We've been running the "State of Java" survey for many years now - to get a good read of the state of the Java ecosystem. Last year, 2250 Java developers decided to take the time to answer the questions, and so it's fantastic to see this year that number is almost double - we got 4439 answers.

So, before we get into the numbers - I wanted to say "thanks" to everyone who participated.

Let's jump right in and start with the Java adoption.

1. Java Adoption

The 2016 numbers had Java 7 adoption at 29.5% and Java 8 at 64.3%.

The numbers today - April 2017 (exactly one year later) - look quite different:

As you can see, Java 8 adoption has reached a solid 75% of the developer community.

This is quite encouraging to see and it also means that we're very much ready for Java 9 to finally be here.

Let's have a look at the Spring and Spring Boot numbers next.

2. Spring Adoption

The 2016 numbers had Spring 4 adoption at 81% and Spring 3 at 18%.

Let's have a look at the 2017 numbers now:

Spring 4 has inched up from 81% to 85% and Spring 3 has gone down from 18% to about 12% over the course of a year.

What's also quite interesting is that more than 2% of developers are using the Spring 5 milestones - which is a lot higher than the 1% using Java 9 milestones.

Finally, note that these numbers represent the developers that are using Spring. Overall, 25.5% of the developers answered they're not using the framework. 

3. Spring Boot Adoption

Boot is seeing some incredible adoption in the Spring ecosystem - that much is clear. Last year, the adoption numbers were at 53% - which is very high considering just how new the project really is.
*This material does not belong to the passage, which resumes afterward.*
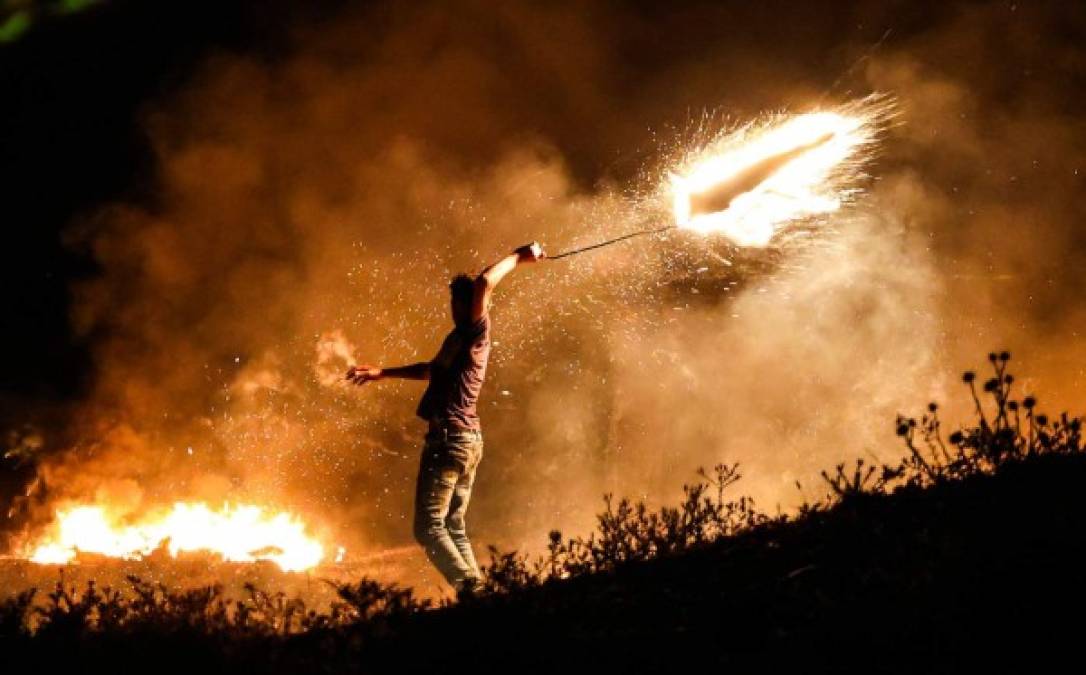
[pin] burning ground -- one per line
(306, 207)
Well, this year, growth is still going strong: ​

We can see that, summed up - the adoption number for Boot jumped from 53% to 70% - which is huge year over year growth. ​

4. IDE Market Share

Time to look at the market share of IDEs in 2017:

The trend was pretty clear last year as well - Eclipse is bleeding users to IntelliJ and NetBeans. 

Last year, Eclipse was at a respectable 48% and it's now sitting at a 40.5% - which is a severe, near double-digit drop in a single year.

5. JVM Languages

This year, we asked a new question in the survey - "Are you using other JVM based languages?".
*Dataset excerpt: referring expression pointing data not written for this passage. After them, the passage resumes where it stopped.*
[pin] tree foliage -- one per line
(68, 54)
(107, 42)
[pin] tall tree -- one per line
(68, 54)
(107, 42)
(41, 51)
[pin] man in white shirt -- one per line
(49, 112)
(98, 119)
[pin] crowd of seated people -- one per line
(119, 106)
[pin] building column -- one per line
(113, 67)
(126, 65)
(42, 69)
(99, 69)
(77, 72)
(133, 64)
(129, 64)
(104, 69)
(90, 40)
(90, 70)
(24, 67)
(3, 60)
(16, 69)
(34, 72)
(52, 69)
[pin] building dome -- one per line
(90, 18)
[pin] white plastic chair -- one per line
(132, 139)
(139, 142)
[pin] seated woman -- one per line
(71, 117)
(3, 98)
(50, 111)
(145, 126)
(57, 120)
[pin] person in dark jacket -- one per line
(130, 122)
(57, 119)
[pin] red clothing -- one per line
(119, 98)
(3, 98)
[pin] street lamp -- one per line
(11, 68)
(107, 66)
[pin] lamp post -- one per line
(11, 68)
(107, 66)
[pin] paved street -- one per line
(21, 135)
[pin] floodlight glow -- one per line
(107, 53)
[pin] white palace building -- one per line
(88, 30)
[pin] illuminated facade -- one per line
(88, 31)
Here are the super interesting results:

Groovy is clearly leading the pack with a strong 40%, Scala's following suit with over 28.5% and Kotlin is number 3 - with a surprising 11.5%.

Note this data is adapted to the "yes" answers - developers who are using other JVM languages. Overall, 57% of developers are only using Java.

6. Build Tools Market Share

On to build tools. Last year, we had Maven sitting at 72.5% and Gradle at 19%.

Well, this year's numbers are quite close - surprisingly, Maven's slowly getting even more traction and is now at 76% and Gradle is just slightly down to 18%.

The build tools market seems to be a lot more stable than the rest of the Java ecosystem, where things are changing a lot more and a lot quicker.

7. Running your own blog?

We added this question in the survey out of pure curiosity. Here are the results:

Hopefully, more and more developers are going to start writing and putting their work out there.

8. Conclusion

The 2017 numbers are quite interesting and somewhat surprising in some respects.

Java 8 adoption has hit 75%, only a few months away from the GA of Java 9.

The Spring community has fully adopted Spring 4 - over 85% - and Spring Boot is up to 70% as well - which means that most Spring developers are actively using the new framework as well.

On the IDE side of things, IntelliJ is clawing market share from Eclipse with the same effectiveness as last year, and with no signs of slowing down any time soon.

The build landscape is much more quiet, with Maven continuing to be the dominant player and actually gaining ground, despite no major releases this last year.

And finally, JVM languages are getting a lot of traction as well - given that almost half of the developers who answered the survey are actively using a second language.

This is going to be an exiting year in the Java community.